Selanjutnya penyumbang terbesar kedua adalah kelompok usaha kecil sektor pertanian yang menyumbang sekitar 13-17 % selama periode 1997-2001. Hal yang menarik adalah posisi relatif usaha kecil sektor pertanian yang sangat bergerak cepat dimasa krisis dan kembali merosot ke posisi sebelum krisis. Hal ini perlu mendapatkan penelahaan yang mendalam. Salah satu alasan yang dapat diterima adalah rendahnya harga output produk primer pertanian yang bersamaan dengan naiknya harga input, terutama yang bersumber dari impor. Sektor pertanian yang sangat di dominasi pertanian pangan memang sangat terbatas kemampuannya untuk menjadi sumber pertumbuhan, terutama beras. Pangsa relatif yang membesar terutama disebabkan kemunduran sektor lain ketika pertanian tidak terlalu terpukul, paling tidak tingkat produksi fisiknya. Jika pada tahun 1997 Usaha Kecil sektor pertanian menyumbang sebesar 13,30% pada tahun 1998 dan 1999 meningkat mendekati 17 %, maka pada tahun 2001 diperkirakan akan terus kembali menjadi 13,93 % saja. Keadaan ini akan berlanjut sejalan dengan menurunnya peran sektor pertanian dalam pembentukan PDB.

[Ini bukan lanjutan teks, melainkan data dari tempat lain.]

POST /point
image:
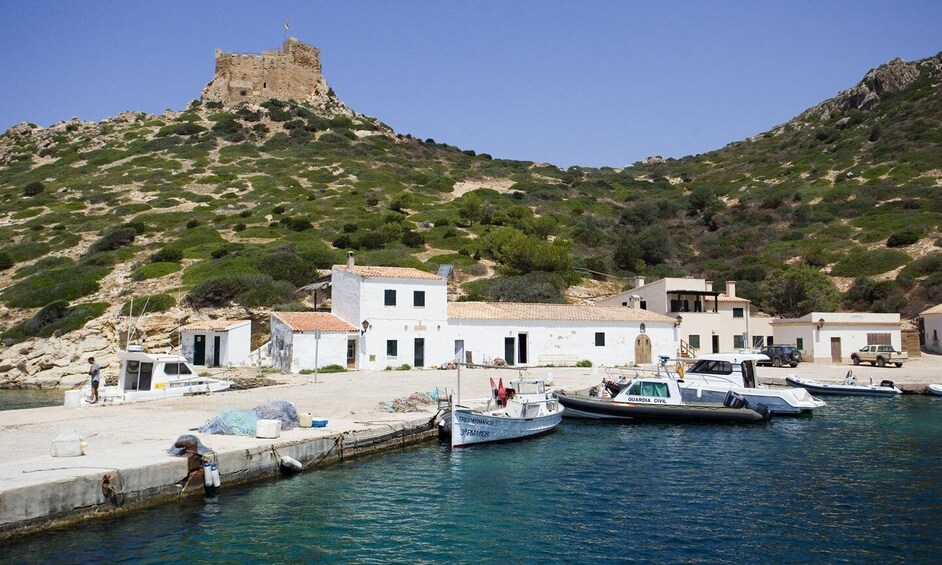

Jika diperhatikan sektor perdagangan hotel dan restoran kelompok usaha kecil pada saat sebelum krisis menunjukan ranking ke 3 (tiga) dalam sumbangannya pada pembentukan PDB. Ini berarti Usaha Kecil sektor ini sangat penting bagi pembentukan PDB dan penyediaan lapangan kerja dengan sumbangan diatas 11 % terhadap PDB kita. Namun sejak dua tahun terakhir ketika krisis mulai pulih posisi ranking ke 3 (tiga) mulai digusur oleh sektor pertambangan kelompok usaha besar. Dengan demikian peran Usaha Kecil sektor perdagangan hotel dan restoran sebagai sumber pertumbuhan juga semakin merosot, sehingga lampu merah sudah hampir tiba peran kelompok usaha kecil porsinya untuk menghasilkan sumbangan bagi pertumbuhan PDB semakin kurang dominan. Sektor pertambangan usaha besar bahkan sudah mendekati Usaha Kecil sektor pertanian.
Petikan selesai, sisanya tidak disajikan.